The PK of TAS4464 was also assessed in this study. The Cmax and AUC of TAS4464 generally increased with increasing dose within the dose range of 10–56 mg/m2. No obvious accumulation of TAS4464 was found after multiple administrations. The exploratory assessment suggested that the PK of TAS4464 is not affected by SLCO1B1 genetic polymorphisms. Grade ≥ 2 abnormal liver function tests did not occur at ≤20 mg/m2 weekly doses but occurred at weekly doses of ≥40 mg/m2; no clear correlations were found between PK parameters and abnormal liver function test values likely because of the small sample size. The reduction in cullin-NEDD8 complex abundance in the PBMC measured as a pharmacodynamic marker suggested an NAE inhibitory effect by TAS4464 administration, but there was no correlation with clinical response or dose-dependency. Additionally, no accumulation of p27Kip1 in tumors as a result of NAE inhibition by TAS4464 administration was observed. No correlations were observed between the serum levels of cytokines, including TNF-α, and laboratory abnormalities of liver functions.

The efficacy of TAS4464 could not be evaluated in this study. This is because 10–56 mg/m2 of TAS4464 (AUC ranging from 334 to 3033 ng•hr./mL) could not reach the levels needed to be pharmacologically effective (calculated based on nonclinical studies) owing to liver function disorders.

In conclusion, although a dose-dependent effect on liver function tests was observed after TAS4464 administration, this effect was considered to be reversible.
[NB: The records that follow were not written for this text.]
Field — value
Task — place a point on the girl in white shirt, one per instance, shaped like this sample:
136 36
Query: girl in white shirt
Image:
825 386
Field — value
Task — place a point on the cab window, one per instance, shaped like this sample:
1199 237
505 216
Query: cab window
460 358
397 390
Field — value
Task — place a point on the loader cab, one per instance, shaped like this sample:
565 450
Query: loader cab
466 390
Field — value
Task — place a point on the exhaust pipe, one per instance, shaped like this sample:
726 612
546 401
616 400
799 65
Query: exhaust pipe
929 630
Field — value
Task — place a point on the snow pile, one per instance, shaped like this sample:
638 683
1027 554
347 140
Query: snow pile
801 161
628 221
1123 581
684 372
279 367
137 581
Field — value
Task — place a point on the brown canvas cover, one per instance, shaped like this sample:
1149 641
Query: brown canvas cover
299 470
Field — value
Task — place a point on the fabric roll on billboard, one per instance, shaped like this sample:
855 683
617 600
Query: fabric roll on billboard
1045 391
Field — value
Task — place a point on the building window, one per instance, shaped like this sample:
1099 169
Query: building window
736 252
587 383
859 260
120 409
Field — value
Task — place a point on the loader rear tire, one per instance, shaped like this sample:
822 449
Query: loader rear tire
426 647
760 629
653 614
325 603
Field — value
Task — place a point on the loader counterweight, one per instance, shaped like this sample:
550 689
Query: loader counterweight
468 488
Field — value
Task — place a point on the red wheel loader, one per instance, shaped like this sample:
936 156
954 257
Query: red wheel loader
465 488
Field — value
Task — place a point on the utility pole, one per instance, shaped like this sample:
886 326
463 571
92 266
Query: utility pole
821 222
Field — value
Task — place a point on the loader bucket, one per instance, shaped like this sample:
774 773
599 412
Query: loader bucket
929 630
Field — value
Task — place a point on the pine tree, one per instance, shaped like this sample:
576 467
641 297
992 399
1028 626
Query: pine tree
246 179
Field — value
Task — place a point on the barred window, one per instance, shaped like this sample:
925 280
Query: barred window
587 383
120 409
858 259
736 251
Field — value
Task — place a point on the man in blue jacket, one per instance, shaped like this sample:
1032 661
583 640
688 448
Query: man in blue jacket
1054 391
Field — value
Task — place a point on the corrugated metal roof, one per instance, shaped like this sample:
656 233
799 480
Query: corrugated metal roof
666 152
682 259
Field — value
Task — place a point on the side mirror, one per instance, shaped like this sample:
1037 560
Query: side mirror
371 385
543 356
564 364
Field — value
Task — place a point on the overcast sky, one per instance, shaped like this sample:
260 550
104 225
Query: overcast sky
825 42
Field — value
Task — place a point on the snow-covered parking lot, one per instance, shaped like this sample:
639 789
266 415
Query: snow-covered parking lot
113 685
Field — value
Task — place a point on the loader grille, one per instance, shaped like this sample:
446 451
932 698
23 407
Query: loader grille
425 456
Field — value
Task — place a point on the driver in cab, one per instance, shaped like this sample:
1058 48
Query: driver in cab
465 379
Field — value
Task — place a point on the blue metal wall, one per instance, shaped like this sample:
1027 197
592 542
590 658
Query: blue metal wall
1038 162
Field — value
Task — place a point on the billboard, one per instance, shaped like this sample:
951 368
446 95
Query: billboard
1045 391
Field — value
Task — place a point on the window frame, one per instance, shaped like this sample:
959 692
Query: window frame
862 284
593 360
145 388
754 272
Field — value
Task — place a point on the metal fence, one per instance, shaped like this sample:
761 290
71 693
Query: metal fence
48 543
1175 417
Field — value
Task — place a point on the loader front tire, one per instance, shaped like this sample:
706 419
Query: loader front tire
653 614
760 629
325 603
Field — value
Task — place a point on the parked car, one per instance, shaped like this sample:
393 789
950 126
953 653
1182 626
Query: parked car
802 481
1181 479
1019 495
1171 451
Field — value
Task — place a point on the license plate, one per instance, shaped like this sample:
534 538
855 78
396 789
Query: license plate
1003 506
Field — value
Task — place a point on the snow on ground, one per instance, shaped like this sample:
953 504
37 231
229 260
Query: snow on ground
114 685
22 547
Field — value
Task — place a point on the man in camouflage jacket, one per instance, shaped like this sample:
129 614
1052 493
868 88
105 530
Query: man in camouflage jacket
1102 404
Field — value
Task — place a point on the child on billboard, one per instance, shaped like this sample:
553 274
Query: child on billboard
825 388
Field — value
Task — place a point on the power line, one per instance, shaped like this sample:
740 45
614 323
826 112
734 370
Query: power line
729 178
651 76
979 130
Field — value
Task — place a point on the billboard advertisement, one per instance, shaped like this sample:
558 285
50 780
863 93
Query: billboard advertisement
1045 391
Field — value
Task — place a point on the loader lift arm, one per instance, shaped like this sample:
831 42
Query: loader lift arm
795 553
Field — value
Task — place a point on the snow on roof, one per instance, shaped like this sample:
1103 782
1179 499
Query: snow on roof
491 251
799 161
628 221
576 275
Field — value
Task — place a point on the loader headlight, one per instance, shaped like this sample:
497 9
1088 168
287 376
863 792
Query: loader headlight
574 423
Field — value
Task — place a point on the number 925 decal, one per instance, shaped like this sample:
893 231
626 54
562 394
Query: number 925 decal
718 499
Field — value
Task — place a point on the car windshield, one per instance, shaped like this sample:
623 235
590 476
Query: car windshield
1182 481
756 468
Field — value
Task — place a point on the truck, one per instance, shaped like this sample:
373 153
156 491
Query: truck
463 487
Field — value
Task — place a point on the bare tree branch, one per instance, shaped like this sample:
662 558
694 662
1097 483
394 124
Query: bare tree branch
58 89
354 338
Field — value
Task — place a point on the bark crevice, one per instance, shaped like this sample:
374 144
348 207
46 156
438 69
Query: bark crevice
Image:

Other than abnormal liver function tests, no severe AEs that could affect the administration of TAS4464 (i.e., drug administration suspension, discontinuation, or delay) were observed. Although pharmacodynamic data suggested possible NAE inhibition by TAS4464, our data did not show sufficient clinical benefit with the doses administered (up to 56 mg/m2). MTD could not be determined due to the effect of TAS4464 on liver function.